11 thoughts on “Beautify Your I.D. Badge: Bead a Lanyard

  1. I have been making these Lanyards with small Gemstones, animal themes, lucite tuumpet flowers and crystals to add more Pizzaz to the tired old cloth ones the nurses and hospital workers wear, at a VA Hospital, where I set up a craft table 2x a month.

  2. I’ve made a couple by request, but have shied away from making and offering them around–the biggest fear I have is breakage. If the badge is used for entry, it’s going to get tugged on a LOT. (I have to use mine every time I go to the bathroom or go to another office, for instance). I used heavy beading wire (.24) and hid additional crimps all through it, figuring that if it did break a few beads scattered was way better than a whole string. So far it’s held up, but do you have any other suggestions to add strength?

  3. Many companies offer their employees retractable badge holders with a clip that can be attached to an article of clothing, such as a pocket or belt loop. I attached the clip on my retractable holder to the round portion of a toggle clasp, and attached that to the lanyard with a split ring for extra strength.

  4. Even though lanyard are typically long enough to be put on without the need for a clasp in the back, you should think about having a magnetic clasp, especially if you work with the public or are near machinery where your lanyard could get caught. You don’t want your lanyard turning into something that could choke you. Having a magnetic clasp in the back will allow your lanyard to come off quickly, without breaking and without strangling you.

  5. I have been making these for a while now for the ladies where I work, and they have become quite popular. I am even going to have a table at an art/craft fair this season for them.

    I also use multiple crimps for addition strength but I really like the idea of the magnetic clasp as well.

  6. I made a lanyard for a friend using a spiral weave and decorative beads for interest. It turned out really great and she wears it a lot. I used a metal clip for attaching the badge and it works well. If it gets tugged on it can easily pull away from the lanyard. She has used it 2-3 years now and it is still going strong.

  7. I agree that the idea of the magnetic clasp is very interesting. My only advice would be to ensure that the magnetic clasp is strong enough to withstand the tugging motion. I unfortunately learned the hard way – I lost a bracelet that I had put a magnetic clasp on the very first time I wore it.

  8. I have been making lanyards for nurses, teachers, and office workers for several years now and have had only one break. I make the lanyards 36 to 40 inches long on heavy duty wire with a toggle clasp so they can be worn as double necklaces and the badge has a good place to attach. I have a steady stream of requests for seasonal and special occassion lanyards from my ladies. I make a special effort to keep the costs as low as possible for these hard workers so that everyone of them can have lanyards and jewelry on their inadequate salaries. I have even sold a few to the gentlemen.

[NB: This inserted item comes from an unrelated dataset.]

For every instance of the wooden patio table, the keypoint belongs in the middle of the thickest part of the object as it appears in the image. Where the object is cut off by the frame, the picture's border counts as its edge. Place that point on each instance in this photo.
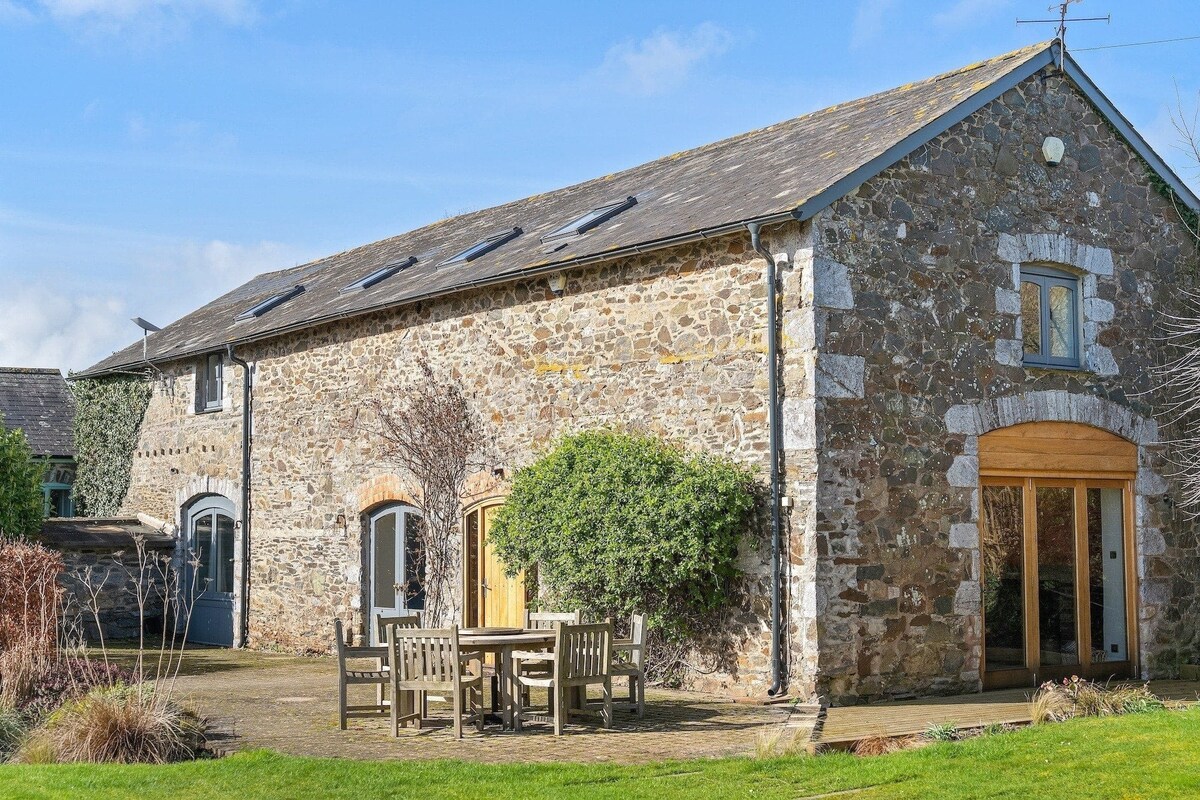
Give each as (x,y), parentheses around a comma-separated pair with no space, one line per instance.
(502,642)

  9. I have been making lanyards for myself and other teachers for a few years now. Most recently I have been using kumihimo braids to make them. I like the weight and feel on them and you can get wonderful color blending within the cord. I use a button closure – works well.

  10. I hvae been making beaded lanyards for a few months, and they are very popular at work. Mine have no fasteners, just slip over the head, and have a very large split ring at the bottom to attach the badge holder to. I use a focal piece, and put the decorative beads on either side, then seed beads to go around the neck. I started out with 0.3 wire, and now work with 0.45 wire. My lanyards usually do not break unless someone puts something relatively heavy on them (several keys, maybe, in addition to the badge). I’ve thought about using monofilament to avoid breakage, but have never used that before and know nothing about it. But I get tired of restringing lanyards that folks tried to put heavy things on and had them break. Any suggestions would be great!